To determine the condition for the circles \( x^2 + y^2 - 10x + 16 = 0 \) and \( x^2 + y^2 = a^2 \) to intersect at two distinct points, we will follow these steps: ### Step 1: Rewrite the equations of the circles The first circle can be rewritten in standard form. We start with: \[ x^2 + y^2 - 10x + 16 = 0 \] To convert this into standard form, we complete the square for the \( x \) terms: \[ (x^2 - 10x) + y^2 + 16 = 0 \] Completing the square: \[ (x - 5)^2 - 25 + y^2 + 16 = 0 \] This simplifies to: \[ (x - 5)^2 + y^2 = 9 \] Thus, the center of the first circle is \( (5, 0) \) and the radius is \( 3 \).
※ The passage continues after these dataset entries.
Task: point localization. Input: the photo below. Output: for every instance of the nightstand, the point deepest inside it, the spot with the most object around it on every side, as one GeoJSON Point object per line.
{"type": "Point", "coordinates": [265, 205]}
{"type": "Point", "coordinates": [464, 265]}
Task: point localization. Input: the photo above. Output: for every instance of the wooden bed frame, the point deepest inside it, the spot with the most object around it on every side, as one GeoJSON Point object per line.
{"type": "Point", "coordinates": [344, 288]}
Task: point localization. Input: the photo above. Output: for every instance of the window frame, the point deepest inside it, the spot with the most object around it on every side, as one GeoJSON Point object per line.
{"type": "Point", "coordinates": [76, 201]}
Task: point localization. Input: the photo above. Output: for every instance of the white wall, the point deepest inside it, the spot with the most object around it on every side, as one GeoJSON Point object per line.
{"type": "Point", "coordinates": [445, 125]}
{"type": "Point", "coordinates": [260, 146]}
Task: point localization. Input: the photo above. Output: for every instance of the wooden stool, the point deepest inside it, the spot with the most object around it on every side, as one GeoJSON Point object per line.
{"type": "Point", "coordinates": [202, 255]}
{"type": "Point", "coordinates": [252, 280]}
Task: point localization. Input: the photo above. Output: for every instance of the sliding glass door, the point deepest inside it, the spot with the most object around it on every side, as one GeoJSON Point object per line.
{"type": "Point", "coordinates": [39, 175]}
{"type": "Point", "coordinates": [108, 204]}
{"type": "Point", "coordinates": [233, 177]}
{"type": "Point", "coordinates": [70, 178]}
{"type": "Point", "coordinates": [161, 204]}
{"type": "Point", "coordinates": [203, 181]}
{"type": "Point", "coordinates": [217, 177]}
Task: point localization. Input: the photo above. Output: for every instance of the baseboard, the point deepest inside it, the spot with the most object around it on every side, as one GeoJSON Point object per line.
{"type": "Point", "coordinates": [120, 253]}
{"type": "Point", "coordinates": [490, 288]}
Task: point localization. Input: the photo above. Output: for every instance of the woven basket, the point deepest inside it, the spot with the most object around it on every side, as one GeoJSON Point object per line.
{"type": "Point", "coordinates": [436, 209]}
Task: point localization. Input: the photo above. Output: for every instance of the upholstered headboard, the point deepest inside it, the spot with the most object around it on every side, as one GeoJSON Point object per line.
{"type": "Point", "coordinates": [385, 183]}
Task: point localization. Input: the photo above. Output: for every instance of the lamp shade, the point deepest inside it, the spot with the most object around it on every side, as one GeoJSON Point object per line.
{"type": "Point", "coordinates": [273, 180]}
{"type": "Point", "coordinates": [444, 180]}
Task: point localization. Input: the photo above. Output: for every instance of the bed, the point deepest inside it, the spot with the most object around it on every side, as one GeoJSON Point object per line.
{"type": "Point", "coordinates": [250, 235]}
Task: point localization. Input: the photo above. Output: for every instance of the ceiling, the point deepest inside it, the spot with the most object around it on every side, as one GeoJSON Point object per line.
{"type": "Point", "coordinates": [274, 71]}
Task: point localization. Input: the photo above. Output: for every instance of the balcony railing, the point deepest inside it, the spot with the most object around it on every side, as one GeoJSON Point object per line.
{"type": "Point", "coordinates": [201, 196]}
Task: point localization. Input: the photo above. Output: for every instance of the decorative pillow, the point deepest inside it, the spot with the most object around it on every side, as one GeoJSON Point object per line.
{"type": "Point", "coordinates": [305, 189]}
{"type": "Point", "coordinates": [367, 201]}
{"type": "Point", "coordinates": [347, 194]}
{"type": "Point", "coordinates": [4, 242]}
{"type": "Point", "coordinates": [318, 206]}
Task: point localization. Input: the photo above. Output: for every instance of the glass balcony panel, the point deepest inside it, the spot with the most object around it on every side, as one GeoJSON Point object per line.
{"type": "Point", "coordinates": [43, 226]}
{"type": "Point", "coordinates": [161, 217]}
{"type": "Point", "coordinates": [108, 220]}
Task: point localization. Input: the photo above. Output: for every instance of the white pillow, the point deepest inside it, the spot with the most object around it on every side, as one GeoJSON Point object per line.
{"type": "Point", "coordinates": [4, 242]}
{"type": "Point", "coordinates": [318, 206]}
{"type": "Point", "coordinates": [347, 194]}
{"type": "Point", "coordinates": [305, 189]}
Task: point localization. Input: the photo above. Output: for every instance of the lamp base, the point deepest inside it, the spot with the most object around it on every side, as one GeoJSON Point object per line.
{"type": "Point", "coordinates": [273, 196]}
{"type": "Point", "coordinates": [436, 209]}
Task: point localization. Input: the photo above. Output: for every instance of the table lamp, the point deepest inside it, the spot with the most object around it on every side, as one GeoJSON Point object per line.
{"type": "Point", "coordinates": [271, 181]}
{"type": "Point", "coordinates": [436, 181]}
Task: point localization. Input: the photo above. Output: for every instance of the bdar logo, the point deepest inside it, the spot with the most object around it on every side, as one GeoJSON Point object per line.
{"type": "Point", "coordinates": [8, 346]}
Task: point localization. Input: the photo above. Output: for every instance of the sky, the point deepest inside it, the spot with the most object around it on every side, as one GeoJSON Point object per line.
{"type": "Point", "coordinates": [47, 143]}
The second circle is already in standard form: \[ x^2 + y^2 = a^2 \] This means its center is \( (0, 0) \) and its radius is \( a \). ### Step 2: Determine the distance between the centers The distance \( d \) between the centers of the two circles is given by: \[ d = \sqrt{(5 - 0)^2 + (0 - 0)^2} = \sqrt{25} = 5 \] ### Step 3: Apply the condition for intersection For two circles to intersect at two distinct points, the distance between their centers must be less than the sum of their radii and greater than the absolute difference of their radii: \[ |r_1 - r_2| < d < r_1 + r_2 \] Where \( r_1 = 3 \) (radius of the first circle) and \( r_2 = a \) (radius of the second circle). This gives us two inequalities: 1. \( |3 - a| < 5 \) 2. \( 5 < 3 + a \) ### Step 4: Solve the inequalities **Inequality 1:** \[ -5 < 3 - a < 5 \] This can be split into two parts: 1. \( 3 - a > -5 \) which simplifies to \( a < 8 \) 2. \( 3 - a < 5 \) which simplifies to \( a > -2 \) Since \( a \) is a radius, we only consider positive values: \[ a < 8 \] **Inequality 2:** \[ 5 < 3 + a \] This simplifies to: \[ a > 2 \] ### Step 5: Combine the results From the inequalities, we have: \[ 2 < a < 8 \] ### Conclusion The circles intersect at two distinct points if: \[ a \in (2, 8) \]